C’est en ces termes que s’exprimait la Poitrine, passée maîtresse dans l’art de paraître faire peu de cas de ces choses, dont elle savait si bien rehausser l’importance. Cependant, Henri Gowan, que Décimus avait laissé de côté, allait en tournée chez toutes ses connaissances depuis la porte du Peuple jusqu’au faubourg d’Albane, ayant presque (pas tout à fait cependant) la larme à l’œil, jurant que Sparkler était bien le meilleur, le plus doux, le plus inoffensif, en un mot le plus aimable des ânes qu’on eût jamais envoyés paître sur le domaine public. Il n’y avait qu’une chose au monde qui eût pu lui causer plus de joie que la nomination de ce cher ânon, c’eût été la sienne. Il ajoutait que c’était tout juste le ballot de Sparkler. Il n’y avait rien à faire, et ce cher Edmond s’en acquitterait à merveille ; il y avait de beaux appointements à toucher, et son ami les toucherait à ravir. C’était une nomination ravissante, une chose admirable. Il pardonnait presque au noble Décimus de l’avoir oublié, lui son indigne parent, tant il était heureux de voir attacher à un si bon râtelier le cher ânon, auquel il portait une si vive affection.

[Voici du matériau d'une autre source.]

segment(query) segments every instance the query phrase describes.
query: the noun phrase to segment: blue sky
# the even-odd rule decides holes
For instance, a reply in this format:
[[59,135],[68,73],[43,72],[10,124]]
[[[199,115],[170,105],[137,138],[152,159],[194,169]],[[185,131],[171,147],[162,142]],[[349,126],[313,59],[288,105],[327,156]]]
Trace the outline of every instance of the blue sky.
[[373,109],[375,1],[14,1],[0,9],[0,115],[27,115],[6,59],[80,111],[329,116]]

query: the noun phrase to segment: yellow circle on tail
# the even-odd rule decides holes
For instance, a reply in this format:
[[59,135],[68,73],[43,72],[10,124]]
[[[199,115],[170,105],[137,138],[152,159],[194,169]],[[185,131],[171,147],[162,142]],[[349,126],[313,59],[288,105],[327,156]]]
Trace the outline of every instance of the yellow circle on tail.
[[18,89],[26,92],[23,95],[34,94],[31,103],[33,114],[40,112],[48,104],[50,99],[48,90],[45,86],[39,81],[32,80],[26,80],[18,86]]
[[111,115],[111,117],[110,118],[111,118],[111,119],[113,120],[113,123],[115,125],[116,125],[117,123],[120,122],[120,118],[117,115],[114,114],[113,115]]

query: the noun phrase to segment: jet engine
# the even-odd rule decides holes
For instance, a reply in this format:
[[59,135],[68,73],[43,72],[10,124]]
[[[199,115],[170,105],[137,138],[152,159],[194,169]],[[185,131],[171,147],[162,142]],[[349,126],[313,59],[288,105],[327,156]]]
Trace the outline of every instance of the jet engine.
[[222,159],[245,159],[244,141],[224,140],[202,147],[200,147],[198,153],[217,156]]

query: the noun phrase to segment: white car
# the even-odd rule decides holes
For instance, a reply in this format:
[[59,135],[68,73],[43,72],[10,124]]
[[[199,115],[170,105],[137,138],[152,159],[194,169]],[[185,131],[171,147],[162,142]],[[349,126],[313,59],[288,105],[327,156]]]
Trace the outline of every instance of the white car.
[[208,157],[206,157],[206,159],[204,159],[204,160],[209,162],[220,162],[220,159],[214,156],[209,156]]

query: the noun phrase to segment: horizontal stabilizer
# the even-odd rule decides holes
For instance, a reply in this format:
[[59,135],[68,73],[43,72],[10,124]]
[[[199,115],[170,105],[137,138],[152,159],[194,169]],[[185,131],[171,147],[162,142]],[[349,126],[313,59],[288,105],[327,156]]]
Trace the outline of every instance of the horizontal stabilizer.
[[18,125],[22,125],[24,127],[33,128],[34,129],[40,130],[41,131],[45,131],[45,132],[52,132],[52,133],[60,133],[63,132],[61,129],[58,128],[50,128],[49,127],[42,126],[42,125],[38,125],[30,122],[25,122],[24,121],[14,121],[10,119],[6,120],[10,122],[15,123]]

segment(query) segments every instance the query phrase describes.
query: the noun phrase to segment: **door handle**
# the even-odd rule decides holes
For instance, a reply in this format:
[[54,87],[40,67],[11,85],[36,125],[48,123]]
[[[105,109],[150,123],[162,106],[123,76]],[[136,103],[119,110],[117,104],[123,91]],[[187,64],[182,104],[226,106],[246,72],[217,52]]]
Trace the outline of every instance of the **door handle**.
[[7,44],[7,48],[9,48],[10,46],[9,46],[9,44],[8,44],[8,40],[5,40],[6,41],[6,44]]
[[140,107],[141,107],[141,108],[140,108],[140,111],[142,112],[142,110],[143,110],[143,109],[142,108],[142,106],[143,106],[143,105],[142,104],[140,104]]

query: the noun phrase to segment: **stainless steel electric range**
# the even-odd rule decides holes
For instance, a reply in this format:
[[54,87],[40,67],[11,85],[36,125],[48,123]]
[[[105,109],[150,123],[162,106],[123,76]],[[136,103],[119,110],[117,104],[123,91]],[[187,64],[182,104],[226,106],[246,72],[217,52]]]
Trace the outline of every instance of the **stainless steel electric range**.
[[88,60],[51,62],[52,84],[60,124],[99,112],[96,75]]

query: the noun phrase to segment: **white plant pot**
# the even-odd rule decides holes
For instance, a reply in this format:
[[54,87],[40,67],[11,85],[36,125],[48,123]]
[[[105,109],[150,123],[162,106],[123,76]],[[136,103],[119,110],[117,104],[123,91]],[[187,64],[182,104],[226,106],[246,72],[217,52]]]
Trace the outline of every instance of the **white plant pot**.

Sa bienveillance ne s’arrêtait pas là. Il se donnait beaucoup de peine, chaque fois que l’occasion s’en présentait, pour faire ressortir devant le monde les talents de M. Sparkler, et le mettre en évidence, et, bien que les efforts de Gowan eussent pour résultat invariable d’obliger le jeune fonctionnaire à offrir dans sa personne un déplorable spectacle d’imbécillité, on ne pouvait mettre en doute les intentions amicales de l’artiste amateur.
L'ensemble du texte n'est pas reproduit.